Marsec: Learn how to build military grade parsers

Parser combinatorics in Haskell

TCombinator published on May 23, 2023

5 min, 920 words

Tags: Parsers Parser Combinatorics Haskell

Where regular expressions fail to provide the necessary force we use Parsers. Discover how to build military grade parsers that can be used for any filtering or matching needs.

Marsec

We will be building a tool that allows us to convert Markdown files to HTML files

# Title
normal paragraph

<title>Title</title>
<p> normal paragraph <p>

What is a Parser

A parser is a piece of code that can takes in input a stream of tokens(read this blog for in-depth look into tokenization the input and builds a data structure that represents some logic, don't worry if this doesn't make sense. The thing about Parsers is that unlike regex or some finite sequence machine that you hot wired together to match against expressions they can match against expressions that nest arbitrarily deep like this expression (2+(3+4)) where we have an expression 3+4 whose result is inside another expression. regex and other forms of regular grammars are only good for linear matching.

user@> parser(1 + 1) 

    +
  /   \
 1     1

See how we have added meaning to string above. + is a function that has 2 arguments which in this case are 1. Still doesn't make sense ? lets look at how English works.

Unwrapping English

To talk to each other we have to follow some rules and those rules for English are called English Grammar rules.
Information fundamentally is structured

"Something this very sense makes" doesn't make sense right, why ? It's because it doesn't follow grammar rules and so we cant understand the intention of the sentence.

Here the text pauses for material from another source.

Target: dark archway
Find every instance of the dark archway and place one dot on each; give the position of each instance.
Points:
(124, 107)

Lets try this exercise, I will write ba set of grammar rules and we have to check if it passes against a list of sentences.

- Line      -> *Subject* "this" *Object*  
- Subject   -> "I" *Adjective*   
- Adjective -> "like" | "dislike"  
- Object    -> "Cookie" | "Car" | "pen"

Note: The pipe | here just means or i.e. Object can be Cookie or Car or pen

Now given a line "I like this Cookie" we can check against the given grammar rules by using simple substitution on place holders like Subject, Adjective. In the field of Parsers we call these place holders non-terminal and we call like, Cookie, Car (words which cannot be substituted anymore) terminals.

Let's break down the above grammar and see if it fits the given sentence.

- Line      -> *Subject* "this" *Object*
- Subject   -> "I" *Adjective*
- Adjective -> "like"
- Object    -> "Cookie"  

Line => "I" "like" "this" "Cookie" => "I like this Cookie"

the above sentence is valid ✅ in our language as it can correctly consumes the whole string with the given grammar. With that every non-terminal has expanded until it only contains terminals and we have:

BNF (Backus-Naur Form) notation

Let's formalise the Grammar rules that we have been working with, from now we will be using BNF notation to describe the formal syntax of languages. In BNF we have a set of rules called productions like :

<non-terminal> ::= <expression>

non-terminal as the name suggests is not terminal(end), it can expand to other expressions which are laid in the subsequent production rules.
here the symbol ::= represents a relation between the non terminal and the expression it can expand to.
terminals or constants are values that don't change like 1,2,3 or or.

Examples

Let's build on what we have learned by looking at some examples

A primitive grammar that allows only numbers, no operations no functional definitions but just numbers:

<number> ::= 1 | 2 | 3 | 4 | 5 | 6 | 7 | 8 | 9 | 0

A grammar that allows addition looks like:

<expression> ::= <binary> | <number>
<binary>     ::= <expression> + <expression>  
<number>     ::= 1 | 2 ... 9 | 0

An expression can be represented as a binary or a number where number expands to a digit from 0 to 9 and binary is an expression plus another expression. Something like 1+2 is perfectly recognised by our language as:

1 + 2 ::= <binary> (rule 1)
1            +          2
|                       |
<expression> +  <expression> (rule 2)
|                       |
<number>     +       <number> (rule 1)
|
1            +        2  (rule 3)

What about this expression 1 + 2 + 3 ?
We see that this grammar is ambiguous as it can generate 2 representations for this expression.

          <expression>
              |
          <binary>
          /      \
 <expression>  <expression>
      |             |
    <binary>        <number>
   /       \
<expression> <expression>
     |             |
 <number>        <number>
     |             |
     (             3
    / \
<number> <number>
  |       |
  1       2                                     

          <expression>
              |
          <binary>
          /      \
 <expression>  <expression>
      |             |
  <number>         <number>
      |             |
      1             2
                     |
                     3

This is because in the first case we considered addition to be left associative i.e. 1+2+3 == (1+2)+3 and right associative in the next one. To remove this ambiguity we change our grammar and add rules for associativity which looks like:

<expression> ::= <binary> | <number>
<binary>     ::= <number> + <expression>  
<number>     ::= 1 | 2 ... 9 | 0

This grammar is right associative and produces a single representation for arbitrarily deep expressions like 1+2+3 which gives us just:

<expression>
   |
<binary>
 /      \
<number>  <expression>
   |          |
   1       <binary>
               /      \
          <number>  <expression>
             |         |
             2       <number>
                         |
                         3

similarly this is left associative

<expression> ::= <binary> | <number>
<binary>     ::= <expression> + <number>  
<number>     ::= 1 | 2 ... 9 | 0

Glossary

Sentence: A combination of Words, doesn't have to make sense.
Production: Rules by which the grammar works
Terminal: In a sense they are the endpoints for the grammar rules like "Cookie" in the above example for the Object production.
Non-Terminal: A non-terminal is a named reference to another rule in the grammar. It means “play that rule and insert whatever it produces here”. In this way, the grammar composes.